Determine which cluster node failed for Analytics Platform System

This article describes how to determine the name of the Analytics Platform System (PDW) node that failed after a cluster failover has occurred and a cluster failover alert has been raised. As part of troubleshooting a cluster failover, you must determine the name of the node that failed before contacting Microsoft to help resolve the problem.

Background

For high availability in SQL Server PDW, the Control node and the Compute nodes are configured as active or passive components of Windows failover clusters. When an active server fails to respond to critical system requests, the passive server fails over and performs the functions of the server that failed.

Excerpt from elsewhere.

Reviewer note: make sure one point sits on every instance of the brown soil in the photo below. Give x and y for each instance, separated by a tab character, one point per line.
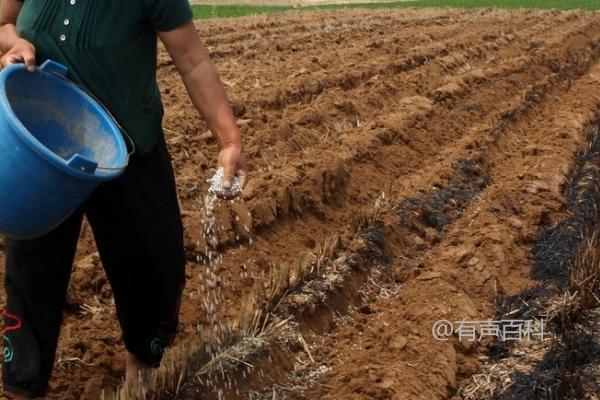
456	127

After a cluster failover, when SQL Server PDW reports on node status, the passive server has a failed over status. However, it is not obvious which server or node failed, especially if the server that failed is still online. To troubleshoot the cluster failure, you must determine the name of the node that failed over.

Admin Console solution

Find the name of the node that failed

  1. Open the Admin Console. For more information about the Admin Console, see Monitor the Appliance by Using the Admin Console (Analytics Platform System). After failover occurs, the failover event is included in the number of alerts on the HEALTH page. There is an HEALTH page for the PDW region and for the fabric region of the appliance. Each Health page has an ALERTS tab. To learn more about an alert, select the Health page, the Alerts tab, and then select an alert.

System view solution

The following SQL statement shows how to use the sys.dm_pdw_component_health_active_alerts system view to find the name of the server that failed.

SELECT  
SUBSTRING( component_instance_id, 2, charindex(' ', component_instance_id, 1)-2) AS failed_node_name,  
create_time AS failover_time  
FROM sys.dm_pdw_component_health_active_alerts  
WHERE alert_id = 500139  
ORDER BY failed_node_name;